Although, significant progress has been made in the behavioural finance field, there are still a whole load of work that needs to be done for a more stable financial market. Seeing that most psychological biases are inter-related with information usage, processing, availability, the lack of it or excessiveness, I believe it will be very productive if further research can be conducted on how to ensure that complete and accurate information is always available in the financial market. It will also be interesting to know if information completeness can be measured. In addition, it will be nice to research on how to expedite information processing and quantify the processing time in the financial market. Even though this will not eradicate behavioural biases, it will at least improve market inefficiencies and reduce mispricing.
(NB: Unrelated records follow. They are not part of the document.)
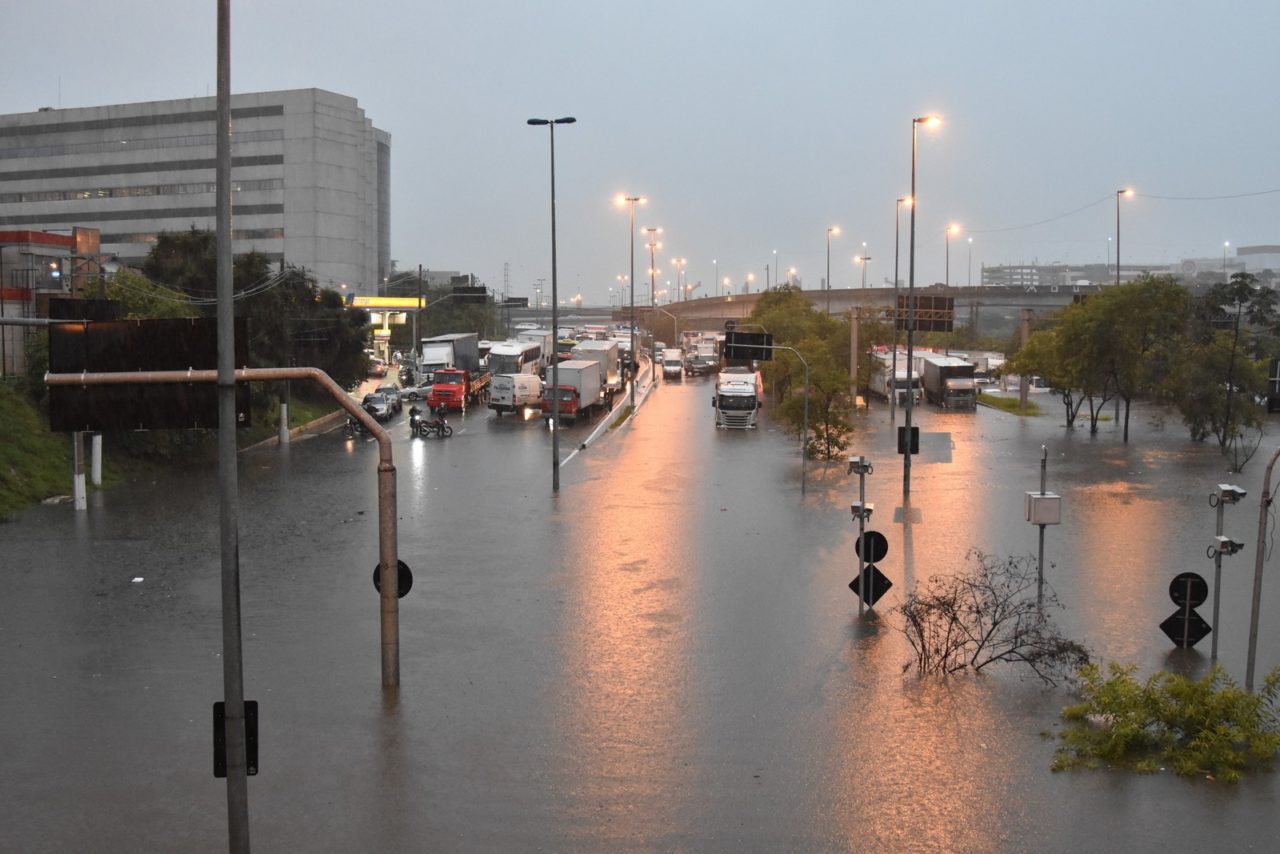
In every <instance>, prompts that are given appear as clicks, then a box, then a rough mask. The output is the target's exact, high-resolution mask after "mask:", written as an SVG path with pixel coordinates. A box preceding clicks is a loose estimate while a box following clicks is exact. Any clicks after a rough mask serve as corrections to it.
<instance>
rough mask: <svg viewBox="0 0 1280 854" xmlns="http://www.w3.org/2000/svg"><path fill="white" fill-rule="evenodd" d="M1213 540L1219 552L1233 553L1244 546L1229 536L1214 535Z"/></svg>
mask: <svg viewBox="0 0 1280 854" xmlns="http://www.w3.org/2000/svg"><path fill="white" fill-rule="evenodd" d="M1213 542H1215V543H1217V551H1219V553H1220V554H1235V553H1236V552H1239V551H1240V549H1242V548H1244V543H1236V542H1235V540H1234V539H1231V538H1230V536H1215V538H1213Z"/></svg>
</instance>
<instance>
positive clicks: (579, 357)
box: [561, 341, 622, 391]
mask: <svg viewBox="0 0 1280 854" xmlns="http://www.w3.org/2000/svg"><path fill="white" fill-rule="evenodd" d="M571 356H572V360H573V361H582V360H589V361H595V362H600V380H602V384H603V385H604V388H605V389H607V391H609V389H612V391H617V389H620V388H622V374H621V373H620V369H618V342H616V341H584V342H581V343H579V346H577V347H575V348H573V352H572V353H571ZM566 364H567V362H566ZM561 367H563V365H561Z"/></svg>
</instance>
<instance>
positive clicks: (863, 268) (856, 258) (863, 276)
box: [854, 243, 872, 291]
mask: <svg viewBox="0 0 1280 854" xmlns="http://www.w3.org/2000/svg"><path fill="white" fill-rule="evenodd" d="M864 246H865V243H864ZM870 260H872V256H870V255H855V256H854V264H859V265H861V268H863V289H864V291H865V289H867V262H868V261H870Z"/></svg>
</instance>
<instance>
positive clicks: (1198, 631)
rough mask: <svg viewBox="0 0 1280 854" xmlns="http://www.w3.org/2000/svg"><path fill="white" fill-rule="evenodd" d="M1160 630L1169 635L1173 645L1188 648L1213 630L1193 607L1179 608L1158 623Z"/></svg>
mask: <svg viewBox="0 0 1280 854" xmlns="http://www.w3.org/2000/svg"><path fill="white" fill-rule="evenodd" d="M1160 630H1161V631H1164V632H1165V634H1166V635H1169V639H1170V640H1172V641H1174V645H1175V647H1181V648H1183V649H1190V648H1192V647H1194V645H1196V644H1198V643H1199V641H1202V640H1204V638H1206V636H1207V635H1208V632H1211V631H1213V630H1212V629H1210V625H1208V624H1207V622H1204V618H1203V617H1201V616H1199V615H1198V613H1196V609H1194V608H1179V609H1178V611H1175V612H1174V613H1171V615H1170V616H1169V618H1167V620H1165V621H1164V622H1162V624H1160Z"/></svg>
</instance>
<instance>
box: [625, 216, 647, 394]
mask: <svg viewBox="0 0 1280 854" xmlns="http://www.w3.org/2000/svg"><path fill="white" fill-rule="evenodd" d="M622 201H625V202H626V204H627V207H628V209H630V214H631V278H630V282H631V323H630V325H631V355H630V356H628V359H630V360H631V364H630V365H628V366H627V374H628V375H630V376H631V416H632V417H635V414H636V373H635V365H636V204H644V197H643V196H622Z"/></svg>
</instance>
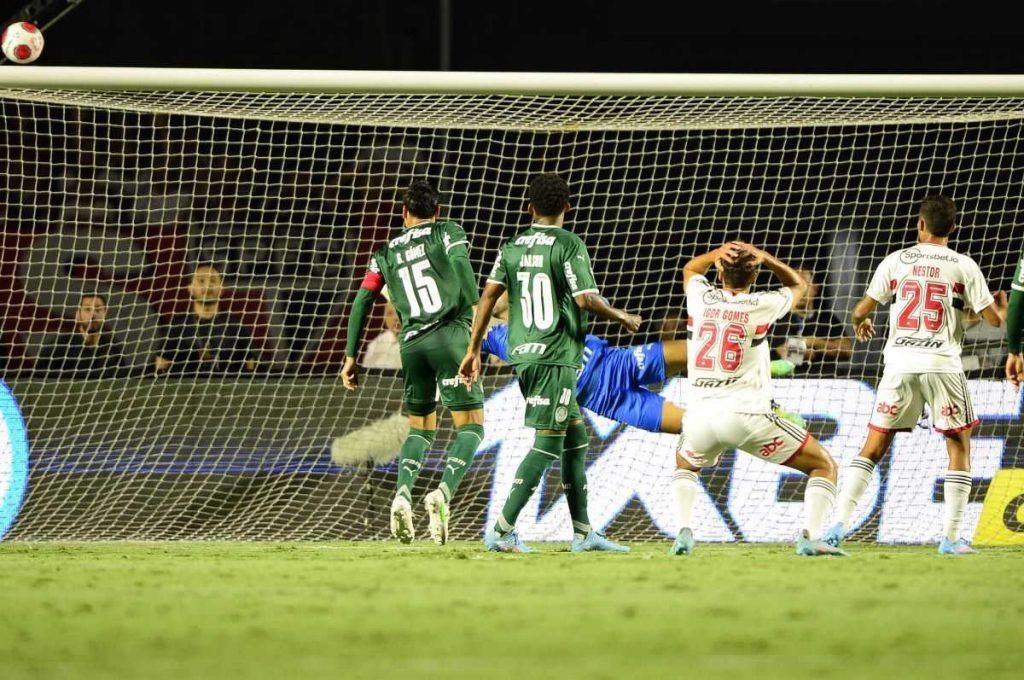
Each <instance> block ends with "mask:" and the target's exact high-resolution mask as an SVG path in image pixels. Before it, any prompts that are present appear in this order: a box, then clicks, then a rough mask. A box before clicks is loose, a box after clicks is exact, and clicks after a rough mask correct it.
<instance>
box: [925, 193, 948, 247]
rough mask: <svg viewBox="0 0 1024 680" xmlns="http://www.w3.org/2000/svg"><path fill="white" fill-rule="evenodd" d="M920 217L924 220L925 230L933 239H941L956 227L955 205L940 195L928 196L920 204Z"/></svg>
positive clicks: (947, 235) (929, 195)
mask: <svg viewBox="0 0 1024 680" xmlns="http://www.w3.org/2000/svg"><path fill="white" fill-rule="evenodd" d="M921 216H922V217H924V218H925V228H926V229H928V232H929V233H931V235H932V236H933V237H939V238H940V239H943V238H945V237H948V236H949V235H950V233H952V231H953V229H954V228H955V227H956V205H955V204H954V203H953V200H952V199H950V198H949V197H947V196H943V195H941V194H930V195H929V196H928V197H926V198H925V200H924V201H922V202H921Z"/></svg>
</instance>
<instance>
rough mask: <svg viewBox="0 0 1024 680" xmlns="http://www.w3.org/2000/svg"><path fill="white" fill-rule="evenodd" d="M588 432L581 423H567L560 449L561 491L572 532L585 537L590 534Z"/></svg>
mask: <svg viewBox="0 0 1024 680" xmlns="http://www.w3.org/2000/svg"><path fill="white" fill-rule="evenodd" d="M588 445H590V434H589V433H588V432H587V426H586V425H584V424H583V423H577V424H575V425H569V429H568V431H567V432H566V433H565V448H564V449H562V465H561V473H562V491H564V492H565V502H566V503H567V504H568V506H569V516H570V517H572V533H573V534H575V535H577V536H583V537H586V536H587V535H588V534H590V529H591V526H590V515H588V514H587V447H588Z"/></svg>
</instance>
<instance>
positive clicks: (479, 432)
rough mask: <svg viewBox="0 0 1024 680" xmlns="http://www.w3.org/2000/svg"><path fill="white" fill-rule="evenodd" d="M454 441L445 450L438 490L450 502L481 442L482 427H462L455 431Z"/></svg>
mask: <svg viewBox="0 0 1024 680" xmlns="http://www.w3.org/2000/svg"><path fill="white" fill-rule="evenodd" d="M455 432H456V434H455V441H453V442H452V445H450V447H449V450H447V463H445V465H444V474H443V475H442V476H441V483H440V486H439V487H438V488H440V490H441V494H443V495H444V500H445V501H451V500H452V497H453V496H455V490H457V488H459V482H461V481H462V478H463V476H464V475H465V474H466V470H468V469H469V464H470V463H472V462H473V456H475V455H476V450H477V448H478V447H479V445H480V442H481V441H483V425H475V424H469V425H463V426H462V427H459V428H457V429H456V431H455Z"/></svg>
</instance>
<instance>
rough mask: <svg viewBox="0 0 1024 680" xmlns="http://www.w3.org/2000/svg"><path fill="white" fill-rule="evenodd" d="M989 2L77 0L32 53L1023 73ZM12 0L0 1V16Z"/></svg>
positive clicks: (324, 61)
mask: <svg viewBox="0 0 1024 680" xmlns="http://www.w3.org/2000/svg"><path fill="white" fill-rule="evenodd" d="M999 4H1000V5H1005V6H1001V7H999V8H998V9H996V8H995V3H994V2H987V1H986V2H963V1H961V2H955V1H950V0H724V1H722V0H714V1H713V0H660V1H651V0H640V1H639V2H637V1H634V2H603V1H599V0H590V1H584V0H570V1H567V2H566V1H558V0H517V1H515V2H503V3H495V2H480V1H478V0H337V1H332V2H328V1H326V0H324V1H321V2H309V1H306V2H281V1H276V0H275V1H270V0H251V1H249V2H244V3H243V2H225V1H224V0H205V1H203V0H182V1H178V2H156V1H147V2H139V1H138V0H84V2H82V3H81V4H80V5H79V6H78V7H77V8H76V9H75V10H74V11H72V12H71V13H69V14H68V15H67V16H66V17H65V18H63V19H61V20H60V22H59V23H58V24H56V25H55V26H54V27H53V28H52V29H51V30H50V31H49V32H47V36H46V37H47V45H46V52H45V54H44V56H43V57H42V60H41V61H40V63H42V65H46V66H143V67H222V68H267V69H279V68H281V69H360V70H361V69H406V70H435V69H440V68H442V59H444V58H445V56H446V63H447V66H449V67H450V68H451V69H452V70H465V71H612V72H665V73H671V72H708V73H725V72H745V73H797V72H805V73H1022V72H1024V50H1022V49H1021V37H1022V35H1024V28H1022V27H1024V23H1022V22H1021V18H1022V14H1024V11H1022V9H1021V8H1020V6H1019V3H1013V2H1005V3H999ZM22 6H24V2H23V0H17V1H16V2H11V1H10V0H5V1H4V2H2V3H0V15H2V16H0V18H6V17H8V16H11V15H12V14H13V13H14V12H15V11H17V10H18V9H19V8H20V7H22ZM445 8H446V9H447V12H446V15H447V16H449V17H450V20H449V22H446V26H447V30H446V32H445V30H442V29H441V28H440V27H441V26H442V24H445V23H444V22H442V16H444V15H445V12H444V9H445ZM445 35H447V36H449V40H446V41H445V40H444V39H443V36H445ZM445 43H446V44H447V46H449V49H447V50H445V49H443V48H442V44H445Z"/></svg>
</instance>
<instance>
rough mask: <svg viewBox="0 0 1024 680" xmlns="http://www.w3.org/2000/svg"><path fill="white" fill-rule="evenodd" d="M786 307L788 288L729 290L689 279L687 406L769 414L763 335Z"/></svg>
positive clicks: (789, 291) (790, 300) (687, 353)
mask: <svg viewBox="0 0 1024 680" xmlns="http://www.w3.org/2000/svg"><path fill="white" fill-rule="evenodd" d="M792 306H793V293H792V292H791V291H790V289H788V288H778V289H775V290H772V291H766V292H762V293H738V294H732V293H728V292H726V291H724V290H722V289H721V288H717V287H715V286H713V285H712V284H711V283H709V281H708V280H707V279H706V278H705V277H693V278H691V279H690V282H689V284H688V285H687V286H686V316H687V318H686V329H687V338H688V339H687V342H686V350H687V353H686V375H687V378H688V380H689V383H690V392H689V394H690V398H689V405H688V407H689V408H690V409H705V408H707V407H709V406H710V407H711V408H713V409H725V410H727V411H733V412H737V413H769V412H770V411H771V380H770V371H769V364H770V363H771V348H770V347H769V346H768V333H769V331H770V330H771V326H772V324H774V323H775V322H776V321H778V318H779V317H780V316H783V315H784V314H785V313H786V312H788V311H790V307H792ZM723 399H724V400H725V403H722V401H721V400H723Z"/></svg>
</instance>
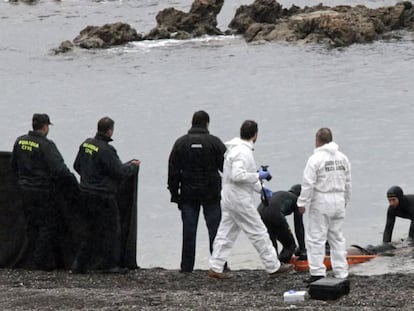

This study has been a very interesting and an eye-opening experience, it successfully identified four psychological biases exhibited by Nigerian investment managers, showed that these biases are present in varying degrees in managers, that investment managers have the tendency of exhibiting multiple biases and finally showed that these biases causes mispricing and consequently reduce the return of investment managers. The study however did not proceed to build a model that predicts stock mispricing because the empirical test for the presence of herd behaviour in the Nigeria capital market revealed no evidence of herd behaviour.
Knowing how erratic the Nigeria capital market is, coupled with the knowledge of it being underdeveloped and the poor state of information processing, it was surprising not to have detected the presence of herd behaviour in the financial market. However, the outcome of the effects of psychological biases on returns is as expected.
Getting the investment managers to respond to the survey was very challenging and I had to result in to personally calling respondents, visiting them at their place of work and sending multiple reminders before I could get some of the questionnaires completed. The deficiency in sound analytical knowledge constituted a greater challenge as this research empirical analysis is statistically intensive. This challenge however created a learning experience as I had to suspend the research analysis and obtained a degree in analytics which enabled an in-depth and proper data analysis.
Some of the many lessons learnt during the course of this study is that psychological biases affect even the best of investment managers and having conscious knowledge of the effects of these biases can help investment managers to be cautious during decision making. Furthermore, these biases can easily be unnoticed until after it has created pricing anomalies in the financial market, negatively impacted the returns of investment managers or in worst case, resulted in sudden market bubbles and crashes. In addition, it is best to base investment decisions on data driven solutions.
Considering the experiences, I have acquired during this research study, I would have loved to improve on the quality and quantity of data gathered for analysis; by conducting a new survey and choosing a larger audience. In addition, collect additional data that will account for more factors in model specification for the empirical test of herd behaviour.